THE GREEDY FOREST
The Gardens by Laki Senanayake
Humans’ estrangement from nature has resulted in many ecological crises. The idea that humanity has become disconnected from nature is hardly surprising given the increase in environmental problems world over. In approaching the impulse of this green crisis, we present three significant works showcased at the recently concluded exhibition, The Greedy Forest - The Gardens of Laki Senanayake at Barefoot Gallery, curated by Max Moya and photographed by Luka Alagiyawanna, exploring how the artist experiences, perceives and relates to the natural environment through botanic architectures.
In these spaces, vegetation encroaches on the human space. No fields, no lawns. They re‐establish a hierarchy and power dynamic between the human subject and botanic reality. They also reveal a disregard for axes and a penchant for fragmentation, so that no quick intelligibility, no grasping at a glance, is possible. Nature is not educated to flank the triumphal parade of the eye towards the horizon. No: the horizon itself has been vanquished.
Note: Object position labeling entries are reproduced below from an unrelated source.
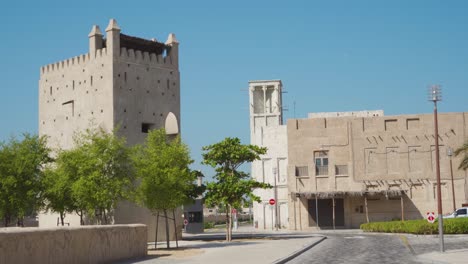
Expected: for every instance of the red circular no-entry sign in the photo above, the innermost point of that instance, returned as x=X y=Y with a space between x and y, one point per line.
x=272 y=201
x=430 y=217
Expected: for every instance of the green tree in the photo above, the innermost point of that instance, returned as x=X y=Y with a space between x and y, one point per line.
x=463 y=150
x=21 y=169
x=102 y=165
x=58 y=181
x=162 y=165
x=232 y=187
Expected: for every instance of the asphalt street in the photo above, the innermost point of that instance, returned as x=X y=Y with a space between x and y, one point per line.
x=358 y=248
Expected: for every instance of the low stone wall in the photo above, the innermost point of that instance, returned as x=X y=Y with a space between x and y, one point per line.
x=84 y=244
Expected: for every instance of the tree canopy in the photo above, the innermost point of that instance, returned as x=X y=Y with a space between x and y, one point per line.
x=21 y=169
x=90 y=178
x=231 y=187
x=166 y=182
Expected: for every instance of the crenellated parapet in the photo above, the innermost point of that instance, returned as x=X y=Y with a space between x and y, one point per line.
x=124 y=48
x=73 y=62
x=137 y=56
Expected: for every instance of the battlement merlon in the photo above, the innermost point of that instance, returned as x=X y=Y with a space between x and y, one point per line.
x=126 y=47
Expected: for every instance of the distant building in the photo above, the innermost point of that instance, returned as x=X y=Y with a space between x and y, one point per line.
x=343 y=169
x=348 y=170
x=122 y=81
x=267 y=130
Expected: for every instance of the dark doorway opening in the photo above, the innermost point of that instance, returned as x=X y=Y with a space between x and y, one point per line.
x=325 y=212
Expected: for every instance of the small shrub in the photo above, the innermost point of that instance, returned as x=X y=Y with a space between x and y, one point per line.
x=451 y=226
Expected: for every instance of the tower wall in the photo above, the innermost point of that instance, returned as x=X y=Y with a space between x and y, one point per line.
x=124 y=82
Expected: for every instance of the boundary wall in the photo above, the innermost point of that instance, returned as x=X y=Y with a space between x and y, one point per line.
x=84 y=244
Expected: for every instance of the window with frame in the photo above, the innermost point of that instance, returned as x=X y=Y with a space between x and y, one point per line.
x=321 y=162
x=195 y=217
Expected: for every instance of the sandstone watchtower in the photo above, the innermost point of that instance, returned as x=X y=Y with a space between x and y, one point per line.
x=122 y=81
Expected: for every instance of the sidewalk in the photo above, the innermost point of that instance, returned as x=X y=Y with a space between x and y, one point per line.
x=251 y=245
x=248 y=246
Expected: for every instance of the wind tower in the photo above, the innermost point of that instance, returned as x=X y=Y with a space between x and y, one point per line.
x=267 y=130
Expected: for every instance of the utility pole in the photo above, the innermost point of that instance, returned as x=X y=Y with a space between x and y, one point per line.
x=434 y=96
x=450 y=154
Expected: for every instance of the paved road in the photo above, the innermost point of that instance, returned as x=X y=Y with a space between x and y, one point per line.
x=358 y=248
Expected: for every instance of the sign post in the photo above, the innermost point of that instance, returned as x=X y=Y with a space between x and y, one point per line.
x=272 y=201
x=430 y=217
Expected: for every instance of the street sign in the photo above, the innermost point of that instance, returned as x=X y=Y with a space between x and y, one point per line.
x=430 y=217
x=272 y=201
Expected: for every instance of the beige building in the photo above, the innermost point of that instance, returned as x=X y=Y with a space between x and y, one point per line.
x=345 y=169
x=267 y=130
x=123 y=81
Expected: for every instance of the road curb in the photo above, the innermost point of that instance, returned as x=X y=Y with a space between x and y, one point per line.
x=298 y=252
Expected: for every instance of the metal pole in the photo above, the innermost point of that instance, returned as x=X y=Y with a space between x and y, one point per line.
x=316 y=209
x=295 y=220
x=333 y=201
x=402 y=207
x=365 y=205
x=272 y=223
x=453 y=185
x=439 y=193
x=276 y=199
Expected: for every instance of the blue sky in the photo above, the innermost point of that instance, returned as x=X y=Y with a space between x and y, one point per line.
x=330 y=55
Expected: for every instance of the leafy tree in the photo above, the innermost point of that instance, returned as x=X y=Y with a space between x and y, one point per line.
x=104 y=173
x=463 y=150
x=58 y=181
x=21 y=170
x=162 y=165
x=232 y=187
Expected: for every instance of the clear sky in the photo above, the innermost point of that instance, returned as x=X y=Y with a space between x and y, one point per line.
x=330 y=55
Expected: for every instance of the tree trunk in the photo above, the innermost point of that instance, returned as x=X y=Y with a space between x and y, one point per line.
x=81 y=217
x=175 y=228
x=104 y=216
x=62 y=216
x=230 y=223
x=156 y=233
x=167 y=228
x=7 y=220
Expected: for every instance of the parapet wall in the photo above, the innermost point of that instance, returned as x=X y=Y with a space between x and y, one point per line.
x=78 y=60
x=84 y=244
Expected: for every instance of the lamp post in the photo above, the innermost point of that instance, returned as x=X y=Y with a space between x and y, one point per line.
x=275 y=171
x=434 y=96
x=450 y=154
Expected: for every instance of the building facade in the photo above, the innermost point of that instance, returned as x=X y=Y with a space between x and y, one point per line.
x=267 y=130
x=123 y=81
x=358 y=167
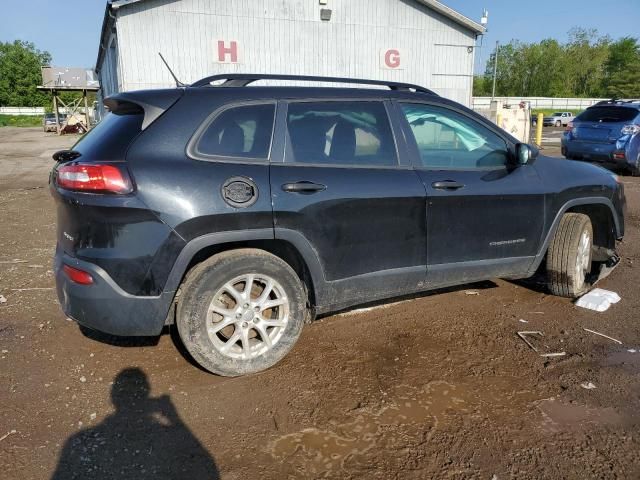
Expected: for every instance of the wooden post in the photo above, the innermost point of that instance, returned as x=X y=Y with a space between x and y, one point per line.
x=86 y=109
x=55 y=110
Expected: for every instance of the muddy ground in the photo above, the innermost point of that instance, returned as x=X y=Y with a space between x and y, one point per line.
x=433 y=387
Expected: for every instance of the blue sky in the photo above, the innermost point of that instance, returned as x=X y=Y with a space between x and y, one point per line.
x=43 y=22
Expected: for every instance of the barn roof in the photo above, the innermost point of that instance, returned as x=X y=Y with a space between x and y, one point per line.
x=435 y=5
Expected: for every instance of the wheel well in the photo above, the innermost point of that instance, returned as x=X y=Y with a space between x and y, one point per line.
x=280 y=248
x=604 y=228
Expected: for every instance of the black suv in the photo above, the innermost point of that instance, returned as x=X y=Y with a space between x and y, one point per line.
x=240 y=212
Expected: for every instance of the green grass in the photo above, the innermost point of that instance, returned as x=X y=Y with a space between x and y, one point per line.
x=20 y=120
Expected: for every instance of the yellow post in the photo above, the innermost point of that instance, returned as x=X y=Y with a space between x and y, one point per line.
x=539 y=129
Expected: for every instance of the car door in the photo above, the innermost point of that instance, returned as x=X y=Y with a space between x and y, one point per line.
x=342 y=192
x=484 y=215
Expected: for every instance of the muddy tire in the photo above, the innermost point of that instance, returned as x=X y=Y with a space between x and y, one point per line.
x=241 y=311
x=569 y=256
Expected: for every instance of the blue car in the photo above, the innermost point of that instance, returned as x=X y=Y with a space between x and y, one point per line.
x=607 y=133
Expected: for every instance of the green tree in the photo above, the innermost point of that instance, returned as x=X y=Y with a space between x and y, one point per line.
x=587 y=65
x=20 y=74
x=623 y=69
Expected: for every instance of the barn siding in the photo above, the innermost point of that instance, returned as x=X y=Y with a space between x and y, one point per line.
x=287 y=36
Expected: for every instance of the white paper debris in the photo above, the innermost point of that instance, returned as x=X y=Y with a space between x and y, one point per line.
x=598 y=300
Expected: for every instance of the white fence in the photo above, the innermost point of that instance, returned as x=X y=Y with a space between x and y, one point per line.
x=21 y=111
x=548 y=103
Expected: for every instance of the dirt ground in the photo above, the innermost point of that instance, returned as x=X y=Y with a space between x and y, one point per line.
x=438 y=386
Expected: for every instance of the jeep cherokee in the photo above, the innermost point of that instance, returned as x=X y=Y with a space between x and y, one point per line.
x=240 y=212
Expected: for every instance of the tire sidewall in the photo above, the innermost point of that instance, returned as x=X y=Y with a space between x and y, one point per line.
x=199 y=291
x=579 y=289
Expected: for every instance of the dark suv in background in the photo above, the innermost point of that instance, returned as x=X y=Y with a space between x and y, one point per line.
x=607 y=133
x=239 y=212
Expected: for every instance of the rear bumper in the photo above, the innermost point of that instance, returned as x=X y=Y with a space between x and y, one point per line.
x=104 y=306
x=595 y=152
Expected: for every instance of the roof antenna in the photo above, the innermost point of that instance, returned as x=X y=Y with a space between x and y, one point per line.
x=178 y=82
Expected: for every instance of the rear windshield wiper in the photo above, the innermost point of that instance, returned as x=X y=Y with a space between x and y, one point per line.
x=62 y=156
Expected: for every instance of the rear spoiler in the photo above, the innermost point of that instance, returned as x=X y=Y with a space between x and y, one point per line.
x=152 y=103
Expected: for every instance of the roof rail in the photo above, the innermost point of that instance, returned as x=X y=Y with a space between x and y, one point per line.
x=244 y=79
x=618 y=101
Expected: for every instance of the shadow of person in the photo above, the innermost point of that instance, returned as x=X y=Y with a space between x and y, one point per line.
x=143 y=439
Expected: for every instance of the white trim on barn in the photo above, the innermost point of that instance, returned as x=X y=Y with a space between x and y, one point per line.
x=415 y=41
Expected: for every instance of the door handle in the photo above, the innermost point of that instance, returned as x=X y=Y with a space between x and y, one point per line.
x=447 y=185
x=303 y=187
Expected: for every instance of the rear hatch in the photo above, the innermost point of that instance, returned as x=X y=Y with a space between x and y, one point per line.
x=100 y=218
x=602 y=124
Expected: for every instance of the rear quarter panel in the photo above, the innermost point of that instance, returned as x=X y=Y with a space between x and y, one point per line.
x=568 y=181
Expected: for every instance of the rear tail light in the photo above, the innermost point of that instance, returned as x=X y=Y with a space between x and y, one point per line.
x=630 y=129
x=97 y=178
x=78 y=276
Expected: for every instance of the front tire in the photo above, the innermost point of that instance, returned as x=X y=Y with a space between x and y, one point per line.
x=570 y=255
x=241 y=311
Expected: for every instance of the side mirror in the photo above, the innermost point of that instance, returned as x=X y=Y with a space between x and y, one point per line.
x=525 y=154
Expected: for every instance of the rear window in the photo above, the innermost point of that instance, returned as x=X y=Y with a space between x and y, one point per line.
x=608 y=114
x=109 y=139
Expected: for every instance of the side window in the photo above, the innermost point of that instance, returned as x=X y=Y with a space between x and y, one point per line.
x=342 y=133
x=243 y=131
x=447 y=139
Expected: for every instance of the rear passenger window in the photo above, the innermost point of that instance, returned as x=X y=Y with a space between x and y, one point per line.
x=243 y=132
x=341 y=133
x=449 y=140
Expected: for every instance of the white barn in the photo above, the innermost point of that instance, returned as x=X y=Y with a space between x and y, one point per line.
x=414 y=41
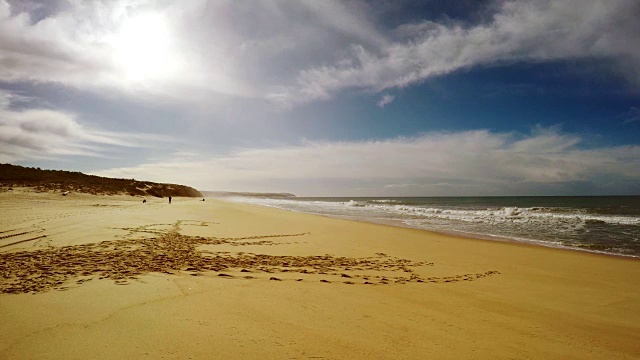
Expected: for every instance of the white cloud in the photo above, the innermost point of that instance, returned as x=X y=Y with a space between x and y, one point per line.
x=463 y=163
x=385 y=100
x=292 y=52
x=520 y=31
x=51 y=134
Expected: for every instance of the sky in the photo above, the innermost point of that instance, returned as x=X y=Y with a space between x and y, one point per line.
x=328 y=98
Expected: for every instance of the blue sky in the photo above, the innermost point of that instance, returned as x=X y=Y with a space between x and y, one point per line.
x=328 y=98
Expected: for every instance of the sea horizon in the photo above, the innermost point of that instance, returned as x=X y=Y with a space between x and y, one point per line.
x=603 y=224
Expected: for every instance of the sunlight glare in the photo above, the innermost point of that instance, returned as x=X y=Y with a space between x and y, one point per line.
x=143 y=48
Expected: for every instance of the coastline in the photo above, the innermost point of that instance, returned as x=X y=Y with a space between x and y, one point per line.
x=454 y=233
x=477 y=299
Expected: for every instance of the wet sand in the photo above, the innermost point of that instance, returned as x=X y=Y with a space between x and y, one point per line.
x=86 y=276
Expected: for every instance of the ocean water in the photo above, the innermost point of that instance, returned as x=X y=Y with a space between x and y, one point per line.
x=603 y=224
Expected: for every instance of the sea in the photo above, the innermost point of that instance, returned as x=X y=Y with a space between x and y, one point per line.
x=600 y=224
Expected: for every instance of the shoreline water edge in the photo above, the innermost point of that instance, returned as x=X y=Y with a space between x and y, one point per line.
x=605 y=225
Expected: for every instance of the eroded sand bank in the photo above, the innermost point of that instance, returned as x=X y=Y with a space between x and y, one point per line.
x=102 y=277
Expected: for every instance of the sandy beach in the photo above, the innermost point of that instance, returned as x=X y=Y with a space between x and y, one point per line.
x=102 y=277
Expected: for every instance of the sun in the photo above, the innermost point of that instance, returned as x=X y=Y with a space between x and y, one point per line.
x=143 y=48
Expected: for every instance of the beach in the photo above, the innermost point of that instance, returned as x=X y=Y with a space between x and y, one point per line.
x=103 y=277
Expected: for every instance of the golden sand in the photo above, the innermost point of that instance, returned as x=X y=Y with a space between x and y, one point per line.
x=105 y=277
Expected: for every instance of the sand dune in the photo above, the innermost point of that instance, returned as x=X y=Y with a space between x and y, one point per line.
x=107 y=276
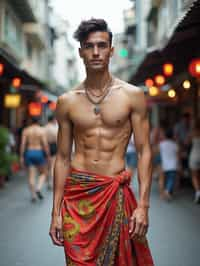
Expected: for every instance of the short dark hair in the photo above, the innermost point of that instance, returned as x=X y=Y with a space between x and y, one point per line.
x=91 y=25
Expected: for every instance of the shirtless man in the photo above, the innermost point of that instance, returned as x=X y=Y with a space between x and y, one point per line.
x=91 y=191
x=51 y=130
x=34 y=152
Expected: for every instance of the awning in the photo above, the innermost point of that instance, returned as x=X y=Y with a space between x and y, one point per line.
x=180 y=49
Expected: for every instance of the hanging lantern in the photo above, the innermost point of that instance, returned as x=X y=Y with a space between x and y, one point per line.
x=35 y=109
x=12 y=100
x=194 y=68
x=52 y=106
x=149 y=82
x=186 y=84
x=16 y=82
x=1 y=69
x=168 y=69
x=160 y=80
x=44 y=99
x=153 y=91
x=171 y=93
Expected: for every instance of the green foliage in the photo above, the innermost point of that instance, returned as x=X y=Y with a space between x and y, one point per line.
x=6 y=159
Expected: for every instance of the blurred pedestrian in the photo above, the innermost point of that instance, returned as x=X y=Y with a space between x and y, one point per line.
x=51 y=129
x=169 y=152
x=34 y=152
x=95 y=215
x=194 y=160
Confusion is more prevalent than articulation. One is not coaxed to look down this path or that one, let alone walk down them. The subject finds himself unwillingly hiding in nature rather than controlling it: Through the arabesque of leaves of the verdant walls that surround the cavities in his forests, one gets a meagre glimpse the horizon, the light of the great openness beyond the premises of the property.